Las cartas caían en desorden, como con rabia, y formaban distintos grupos al azar donde Irrazábal comenzó a ver cosas tales como: "En la puertas de tu casa: la muerte" "Hombre castaño trae desdicha".
Cuando Carmen llegó de la peluquería Irrazábal estaba tirado en la cama, vestido pero tapado, fumando y bebiendo caña brasilera.
– ¿Qué pensás de nuestro vecino? –preguntó.
– Parece un hombre amable –dijo la mujer, y se detuvo frente al espejo.
– ¿No te parece un poco extraño?
– No. Parece un buen vecino –dijo ella, sin dejar de pasarse la mano por el pelo.
Tampoco durmió esa noche. Apenas oyó a los gallos en la madrugada, se levantó, se desperezó, fingiendo un buen sueño, y fue hasta el baño a lavarse la cara.
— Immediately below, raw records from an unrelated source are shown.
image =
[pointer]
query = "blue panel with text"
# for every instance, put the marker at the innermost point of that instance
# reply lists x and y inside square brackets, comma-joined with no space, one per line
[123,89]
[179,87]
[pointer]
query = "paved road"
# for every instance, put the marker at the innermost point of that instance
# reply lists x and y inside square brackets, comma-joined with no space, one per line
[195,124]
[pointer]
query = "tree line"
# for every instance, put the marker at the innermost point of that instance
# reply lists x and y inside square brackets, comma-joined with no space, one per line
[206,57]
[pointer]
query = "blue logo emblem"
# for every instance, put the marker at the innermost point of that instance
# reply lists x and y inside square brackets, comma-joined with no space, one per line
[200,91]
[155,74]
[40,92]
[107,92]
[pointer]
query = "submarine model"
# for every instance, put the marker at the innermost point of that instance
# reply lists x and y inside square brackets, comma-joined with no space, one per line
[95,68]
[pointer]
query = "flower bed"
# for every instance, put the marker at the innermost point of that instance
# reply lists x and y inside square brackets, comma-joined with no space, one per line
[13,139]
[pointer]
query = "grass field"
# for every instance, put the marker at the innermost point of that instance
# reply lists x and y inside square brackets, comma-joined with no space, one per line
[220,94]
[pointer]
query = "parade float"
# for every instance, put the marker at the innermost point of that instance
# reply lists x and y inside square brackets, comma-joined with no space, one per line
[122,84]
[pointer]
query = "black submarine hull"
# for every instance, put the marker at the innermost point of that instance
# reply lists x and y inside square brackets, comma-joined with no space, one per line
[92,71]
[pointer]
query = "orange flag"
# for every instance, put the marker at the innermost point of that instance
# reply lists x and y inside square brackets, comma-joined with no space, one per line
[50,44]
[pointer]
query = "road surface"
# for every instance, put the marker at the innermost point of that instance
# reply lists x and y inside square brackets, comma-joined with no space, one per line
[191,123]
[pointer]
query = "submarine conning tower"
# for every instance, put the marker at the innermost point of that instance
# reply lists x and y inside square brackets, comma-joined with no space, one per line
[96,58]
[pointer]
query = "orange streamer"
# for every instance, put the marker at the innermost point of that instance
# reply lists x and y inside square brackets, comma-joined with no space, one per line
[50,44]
Enjabonó gran parte de su mejilla izquierda y comenzó a pasarse, lentamente, la navaja que chistaba en cada brazada, que iba de la mitad de la cara al cuello.
– ¿Vas a salir? –preguntó Carmen.
– Voy al club a leer los diarios.
Se vistió con ropa de abrigo y salió caminando con la flojedad que da el no haber descansado.
A las dos cuadras quiso volver por su encendedor, pero la idea de encontrarse con su mujer junto al vecino lo llenó de temor y rabia, y siguió caminando, mientras balbuceaba insultos.
Pasó toda la mañana en el club de bochas y regresó con el pan para el almuerzo.
– Voy a salir hoy de tarde –dijo su esposa– voy a casa de mi hermana.
Él contestó con una caída de ojos.
Se sentó a la mesa y esperó que Carmen trajera los platos y cubiertos. Se sirvió vino y echó un par de trozos de miga dentro del vaso. Resopló con fuerza, haciendo bailar los labios, golpeándolos entre sí y con la punta de la nariz, grande y regordeta.
Cuando Carmen salió, él se tiró de nuevo en la cama.
Pensaba que si bien no era joven, la pensión que le quedaría a su esposa no sería suficiente. Claro que si él se fuera o le reclamara el divorcio, ella quedaría sin un solo peso, porque nunca había trabajado fuera de la casa.
Estaba en medio de todas estas conjeturas cuando oyó golpear la puerta del fondo.
En un primer momento pensó fingir que estaba durmiendo o que no había nadie en la casa, pero como los golpes eran cada vez más fuertes y a intervalos más cortos, saltó de la cama y fue, rengueando, hasta la puerta.
Al acercarse oyó a su vecino silbar una y otra vez la última estrofa de la misma canción.
– Buenas tardes –dijo– ¿Estaba durmiendo? Lo molesto para pedirle una llave inglesa.
– ¿Qué tamaño? –dijo Irrazábal.
– La más grande que tenga –dijo el vecino, y sonrió.
Fueron al galpón en silencio, y entre latas de pintura y cubiertas de tractor, Irrazábal sacó una caja de madera con dos asas pesadas, de bronce.
– Quiero mostrarle algo –dijo el vecino.
– ¿Ahora? –dijo Irrazábal, con la llave en la mano.
– Sí, si usted puede.
Entonces los dos cruzaron los alambres y caminaron por el fondo del terreno hasta la higuera. En la rama más alta seguía inmóvil el cuervo.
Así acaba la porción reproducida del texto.